Tras vencer al Minotauro, Teseo partió de vuelta a Atenas llevándose consigo a la princesa Ariadna. Pero a mitad del camino una poderosa tormenta obligó a la nave de Teseo a amarrar en Naxos, donde pasaron la noche. Al despertar, Ariadna se sorprendió al darse cuenta de que estaba completamente sola y, echando un vistazo al mar, observó las negras velas de la nave ateniense alejándose a través del horizonte.
La princesa cretense maldijo a su prometido Teseo por haberla abandonado en aquella remota isla, y se hundió en un océano de pesar y tristeza.
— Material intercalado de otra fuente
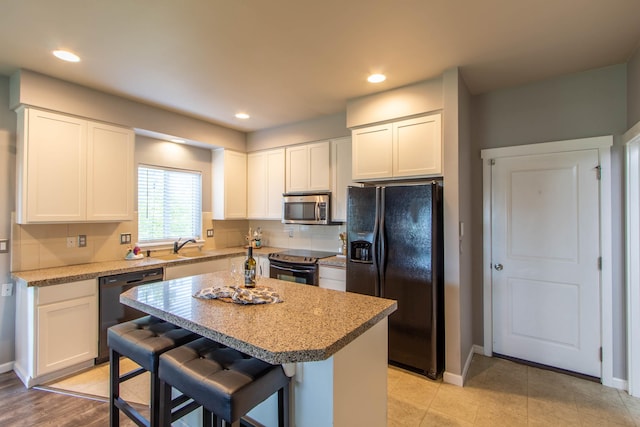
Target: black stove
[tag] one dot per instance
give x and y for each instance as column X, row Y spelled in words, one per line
column 300, row 256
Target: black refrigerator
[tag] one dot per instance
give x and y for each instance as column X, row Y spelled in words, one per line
column 395, row 250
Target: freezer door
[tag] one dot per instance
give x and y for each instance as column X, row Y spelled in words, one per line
column 408, row 274
column 362, row 272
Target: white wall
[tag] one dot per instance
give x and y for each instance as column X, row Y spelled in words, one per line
column 7, row 201
column 633, row 89
column 585, row 104
column 324, row 127
column 30, row 88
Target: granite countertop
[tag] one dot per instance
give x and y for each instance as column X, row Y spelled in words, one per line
column 311, row 324
column 73, row 273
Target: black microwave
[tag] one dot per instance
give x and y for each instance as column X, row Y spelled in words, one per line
column 306, row 208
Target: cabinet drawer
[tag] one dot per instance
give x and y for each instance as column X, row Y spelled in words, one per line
column 56, row 293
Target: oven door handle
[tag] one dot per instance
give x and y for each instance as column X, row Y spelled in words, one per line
column 293, row 270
Los llantos de la joven llegaron hasta la diosa Afrodita, quien se apiadó de ella y la consoló dulcemente, prometiéndole que un nuevo amante, esta vez inmortal, reemplazaría a aquel amor terrenal que había perdido.
Y, tal como la diosa de la belleza había profetizado, un buen día Ariadna se cruzó con un grupo de ninfas y sátiros que danzaban alegremente. Se trataba del séquito del dios Dioniso, quien nada más posar los ojos en la apenada joven sintió la llamada del amor.
Ambos se casaron y, como regalo de boda, Dioniso obsequió con una hermosa corona de oro y gemas a su flamante esposa. El matrimonio fue feliz hasta el fin de sus días, pero llegó el tiempo en que las moiras reclamaron a Ariadna, como mortal que era, para sí. Al morir Ariadna, Dioniso lanzó la corona nupcial hacia el cielo. Y desde entonces las gemas brillan en el firmamento, convertidas en las estrellas de la constelación de Corona Borealis.